When you say the Shield has less recoil, are you comparing it to the M&P compacts or other manufacturers? If its compared to the M&P 9c, I wonder why your perception is that it recoils less. I thought the bore height was about the same, but with a shorter barrel, I would have imagined it would have had a miniscule increase in recoil, not the other way around.



dean25 said:


> I am in the same situation as you and have decided on the M&P 9C.
> Some of my reasoning:
> 9C can take the 10 round, 12 round or the full size 17 round clip. This makes it nice for a concealed carry or with a larger magazine it can be a nice range gun.
> Shield and 9C are actually very similar in size with the Shield being a little narrower.

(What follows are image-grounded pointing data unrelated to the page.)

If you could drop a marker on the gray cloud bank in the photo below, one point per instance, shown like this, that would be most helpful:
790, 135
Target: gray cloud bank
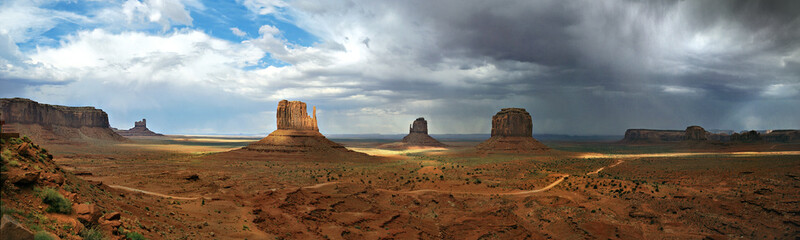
579, 67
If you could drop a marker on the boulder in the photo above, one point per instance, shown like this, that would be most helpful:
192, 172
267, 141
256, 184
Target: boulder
10, 229
87, 213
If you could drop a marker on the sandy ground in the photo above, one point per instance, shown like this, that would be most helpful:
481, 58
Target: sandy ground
449, 193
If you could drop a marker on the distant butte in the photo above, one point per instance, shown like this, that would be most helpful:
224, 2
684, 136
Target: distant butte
139, 129
417, 137
298, 134
512, 132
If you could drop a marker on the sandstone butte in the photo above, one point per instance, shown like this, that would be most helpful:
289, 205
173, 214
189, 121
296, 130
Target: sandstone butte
512, 132
139, 129
55, 124
297, 133
418, 135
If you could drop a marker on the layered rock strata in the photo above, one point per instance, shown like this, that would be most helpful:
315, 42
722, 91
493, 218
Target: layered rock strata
512, 132
418, 135
297, 133
139, 129
55, 124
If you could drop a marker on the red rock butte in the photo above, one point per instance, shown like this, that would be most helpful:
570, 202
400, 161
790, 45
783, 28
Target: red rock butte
512, 132
418, 135
297, 133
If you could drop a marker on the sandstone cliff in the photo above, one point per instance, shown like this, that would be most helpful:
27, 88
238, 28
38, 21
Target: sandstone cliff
298, 134
653, 136
512, 132
139, 129
56, 124
695, 133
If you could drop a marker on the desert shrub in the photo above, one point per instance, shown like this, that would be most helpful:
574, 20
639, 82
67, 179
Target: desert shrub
92, 234
42, 235
134, 236
58, 203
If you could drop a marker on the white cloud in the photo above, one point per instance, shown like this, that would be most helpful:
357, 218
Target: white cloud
263, 7
238, 32
164, 12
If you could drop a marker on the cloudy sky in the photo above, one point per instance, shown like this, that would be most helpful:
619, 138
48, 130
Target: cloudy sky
579, 67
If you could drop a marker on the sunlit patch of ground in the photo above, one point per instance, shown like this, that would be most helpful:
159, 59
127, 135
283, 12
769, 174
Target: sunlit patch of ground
394, 153
687, 154
178, 148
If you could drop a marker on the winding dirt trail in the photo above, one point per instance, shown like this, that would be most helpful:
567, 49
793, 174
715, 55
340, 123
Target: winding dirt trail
561, 178
154, 193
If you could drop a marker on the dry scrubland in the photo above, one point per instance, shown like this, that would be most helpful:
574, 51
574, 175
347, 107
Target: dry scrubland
178, 187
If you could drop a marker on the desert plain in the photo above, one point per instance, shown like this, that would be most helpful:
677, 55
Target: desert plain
182, 187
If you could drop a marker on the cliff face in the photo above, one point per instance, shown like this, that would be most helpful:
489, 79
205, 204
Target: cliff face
695, 133
293, 115
139, 129
26, 111
55, 124
419, 126
653, 136
298, 134
512, 122
512, 132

I believe I have come to the same conclusion.



FloridaGuy said:


> I currently have the M&P 9C and it is a great gun. I have had no issues with being able to conceal it. The reason I choose the 9C over the shield is its magazine capacity.


I think capacity is a game changer in this. If the shield carried a little more, I think it would have been preferable, but by holding half of the compact, it doesn't seem worth it.


----------



## TOF

The triggers initial roughness can be fixed for around $35 by replacing the drop safety plunger with one from Apex Tactical. There are other items available but the plunger fixes 95% of the trigger complaints. The remaining 5% are not significant for the average shooter IMHO.


----------



## aeronaut

I did a lot of you tube watching and reviews on the m&p shield before I bought it. Sometime during last year when i was in mega sports they had a demo plastic one that they were showing me, and it just felt right. 

I still haven't gone to the range yet. Christmas time has been busy for me. But soon.


----------



## docsmav

M&P is Ok but trigger sloppy , Glock angle of backstrap is not right for everyone and the XDm is probably the better choice don't need to buy special ammo to fit like some glocks Pease stay away from Tarus not as good quality anymore.


----------



## Shipwreck

Ender911 said:


> When you say the Shield has less recoil, are you comparing it to the M&P compacts or other manufacturers? If its compared to the M&P 9c, I wonder why your perception is that it recoils less. I thought the bore height was about the same, but with a shorter barrel, I would have imagined it would have had a miniscule increase in recoil, not the other way around.


I am comparing it to the P99c and Glock 26... It also has less recoil than a Kahr PM9.

I've shot fullsize 9mm and 45 M&Ps - and I have always hated the stock trigger. Had zero interest in M&Ps, honestly. Tried the rental Shield as an after thought. I was hooked. Due to the different trigger, I liked it a lot more. A friend has one of the newer, fullsize M&Ps with the new trigger. To me, its better - but its still not quite the same as the trigger in the Shield. He agreed as well.

I have not shot the M&Pc, as the Shield is the only M&P I like enough to own. I was just originally stating that it has less felt recoil than many other slightly larger double stacks.


----------